Wikinomics reads with all the blind fervor of a political manifesto for the virtual workplace – it dismissed concerns about work relationships, for instance, by simply saying that a person’s new community would be a virtual one via email and shared online projects – glossing over the very real concern about the importance of tangible relationships with PEOPLE, who you can physically see and touch, and who know where you live. Say your colleague in California has become your “best friend,” as a result of deeply shared interests and time spent collaborating on online projects (and spending time with whom has caused the neglect and dissolution of other face-to-face relationships). Is he going to be able to help you move into your new house in Virginia? Is he going to be able to meet you for a drink when your relationship with your significant other is on the rocks (no pun intended)? Perhaps on Second Life, but not in the real world. Virtual relationships are the junk food of relationships, speaking in terms of long-term sustainability: they enhance the enjoyment of everyday life, but they do not sustain us. Unfortunately they mask our hunger for real relationship enough so that it may feel like they sustain us, especially if they’re all we’ve got, but if we could see the state of our soul, it would be seriously malnourished. We may not look like we’re starving- we may even look indulgently overweight – but we’re only filled with empty calories. We’re only relating with information at best; facades at worst.

Switching sides, I was educated under the assumptions of the reverse perspective (but same pole): intellectual elites turning up their nose at the virtual workplace (especially virtual publishing or blogs) because there was no “quality control” – just mass chaos and mediocre thought. Virtual learning was by nature a hack job; self-publishing was for second-rate writers whose work just wasn’t up to real publishers’ standards.

But it takes the same kind of blind faith to believe that the profit-driven mega-publishing companies are sentinels of quality control.
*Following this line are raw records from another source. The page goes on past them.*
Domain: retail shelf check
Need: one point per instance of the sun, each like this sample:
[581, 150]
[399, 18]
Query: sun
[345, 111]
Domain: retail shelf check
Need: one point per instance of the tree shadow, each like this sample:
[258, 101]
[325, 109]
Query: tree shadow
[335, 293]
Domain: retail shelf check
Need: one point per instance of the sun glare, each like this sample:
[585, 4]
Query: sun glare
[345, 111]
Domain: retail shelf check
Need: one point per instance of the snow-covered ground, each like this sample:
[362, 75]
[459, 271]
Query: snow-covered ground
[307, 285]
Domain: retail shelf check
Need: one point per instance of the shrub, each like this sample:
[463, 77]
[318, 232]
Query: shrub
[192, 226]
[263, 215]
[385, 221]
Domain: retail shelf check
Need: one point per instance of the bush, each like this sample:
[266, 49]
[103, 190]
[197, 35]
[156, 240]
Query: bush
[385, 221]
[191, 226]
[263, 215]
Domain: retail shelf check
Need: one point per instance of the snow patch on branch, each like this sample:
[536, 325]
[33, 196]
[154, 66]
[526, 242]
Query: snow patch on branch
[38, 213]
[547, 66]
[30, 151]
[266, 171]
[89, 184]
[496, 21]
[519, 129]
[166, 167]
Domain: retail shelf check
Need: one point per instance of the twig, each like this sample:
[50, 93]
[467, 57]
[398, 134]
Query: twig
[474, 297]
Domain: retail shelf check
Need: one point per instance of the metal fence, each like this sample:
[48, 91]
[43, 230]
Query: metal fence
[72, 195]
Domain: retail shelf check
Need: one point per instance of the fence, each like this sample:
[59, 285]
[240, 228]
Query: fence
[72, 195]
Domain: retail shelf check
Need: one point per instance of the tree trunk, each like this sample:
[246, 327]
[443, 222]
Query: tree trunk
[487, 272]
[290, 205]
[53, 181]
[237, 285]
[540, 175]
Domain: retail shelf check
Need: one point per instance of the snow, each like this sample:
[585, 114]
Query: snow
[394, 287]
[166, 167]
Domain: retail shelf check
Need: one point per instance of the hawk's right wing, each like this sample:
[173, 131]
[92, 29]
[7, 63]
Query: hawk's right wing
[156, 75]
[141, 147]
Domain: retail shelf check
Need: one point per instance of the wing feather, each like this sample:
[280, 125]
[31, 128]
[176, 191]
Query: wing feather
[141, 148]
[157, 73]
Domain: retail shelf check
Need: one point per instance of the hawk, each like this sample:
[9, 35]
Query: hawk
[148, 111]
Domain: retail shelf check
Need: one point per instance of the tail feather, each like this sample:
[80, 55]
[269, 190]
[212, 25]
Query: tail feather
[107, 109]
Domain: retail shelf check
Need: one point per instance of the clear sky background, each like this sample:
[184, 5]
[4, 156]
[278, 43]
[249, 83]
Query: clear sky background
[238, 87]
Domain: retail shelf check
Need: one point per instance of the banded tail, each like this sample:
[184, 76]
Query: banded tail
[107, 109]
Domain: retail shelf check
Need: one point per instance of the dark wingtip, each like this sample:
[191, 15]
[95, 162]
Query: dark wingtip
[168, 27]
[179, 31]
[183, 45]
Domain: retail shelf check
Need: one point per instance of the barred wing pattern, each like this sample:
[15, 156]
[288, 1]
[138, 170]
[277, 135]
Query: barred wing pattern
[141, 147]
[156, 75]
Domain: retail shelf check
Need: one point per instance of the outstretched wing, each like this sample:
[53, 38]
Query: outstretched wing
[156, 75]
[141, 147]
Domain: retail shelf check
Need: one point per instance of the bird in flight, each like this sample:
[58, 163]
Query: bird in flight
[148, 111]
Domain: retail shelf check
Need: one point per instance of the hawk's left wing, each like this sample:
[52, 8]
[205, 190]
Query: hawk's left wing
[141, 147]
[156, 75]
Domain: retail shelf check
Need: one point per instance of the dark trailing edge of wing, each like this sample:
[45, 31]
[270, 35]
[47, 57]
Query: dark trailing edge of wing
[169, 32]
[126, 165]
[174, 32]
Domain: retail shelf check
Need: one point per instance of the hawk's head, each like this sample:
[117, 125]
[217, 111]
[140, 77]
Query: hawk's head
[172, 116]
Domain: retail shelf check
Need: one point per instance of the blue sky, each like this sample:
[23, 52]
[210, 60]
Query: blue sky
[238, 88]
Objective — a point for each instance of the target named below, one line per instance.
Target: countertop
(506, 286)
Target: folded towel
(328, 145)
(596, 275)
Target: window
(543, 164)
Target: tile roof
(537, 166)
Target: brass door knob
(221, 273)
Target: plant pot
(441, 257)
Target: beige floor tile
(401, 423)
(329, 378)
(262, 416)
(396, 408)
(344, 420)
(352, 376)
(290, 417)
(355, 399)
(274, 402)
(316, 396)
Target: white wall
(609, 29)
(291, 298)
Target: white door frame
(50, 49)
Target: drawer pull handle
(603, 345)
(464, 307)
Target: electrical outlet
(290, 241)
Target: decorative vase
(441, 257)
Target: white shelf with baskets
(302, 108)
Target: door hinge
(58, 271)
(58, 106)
If what you have to say is risky, and won’t make money, it won’t get published by the big names. Writers have figured this out a long time ago, and now there’s actually a venue for them to disseminate their ideas that isn’t dependent on profit. One can’t help but remember Thomas Paine and Common Sense, and how the ubiquitousness of the printing press (an instructive parallel to the internet in terms of communication technology) galvanized the loosely-linked colonies under a single idea – revolution – when most had resigned themselves to capitulate to the King’s commands. Accessible grassroots technology made that happen – not the nod from the powers that be (or were).

The common fallacy here is that both sides, the ardent supporters of mass virtual collaboration and the resistant elites, assume that the virtual world, as “progressive” and “popular,” is a monolithic entity that can’t be assessed and limited and changed. It’s either good or bad – and keeping the conversation in such black and white terms reveals that we have already fallen prey to what Neil Postman calls “technopoly” – when technology controls society, rather than society controlling technology as a tool. If technology is a tool, then we are its masters, and we can discern (either face-to-face in meetings or in the virtual workplace, take your pick) what this particular tool is good for. Once we determine what it’s good for, what its proper use is, then we learn how to use it well, and how not to use it in destructive ways. For example, we might wholeheartedly use the internet to disseminate ideas, but we might not use it as our primary source of relationships. The internet – and all of technology, for that matter – does not have a mind of its own. We must not uncritically accept whatever is possible – or whatever is already happening – as progress and therefore inevitable. “The latest thing” is not our master. Technology is not our master. We must master it, and get nuanced and specific about what precisely is helpful and harmful. Only then can we use it responsibly and sustainably as the powerful tool that it is.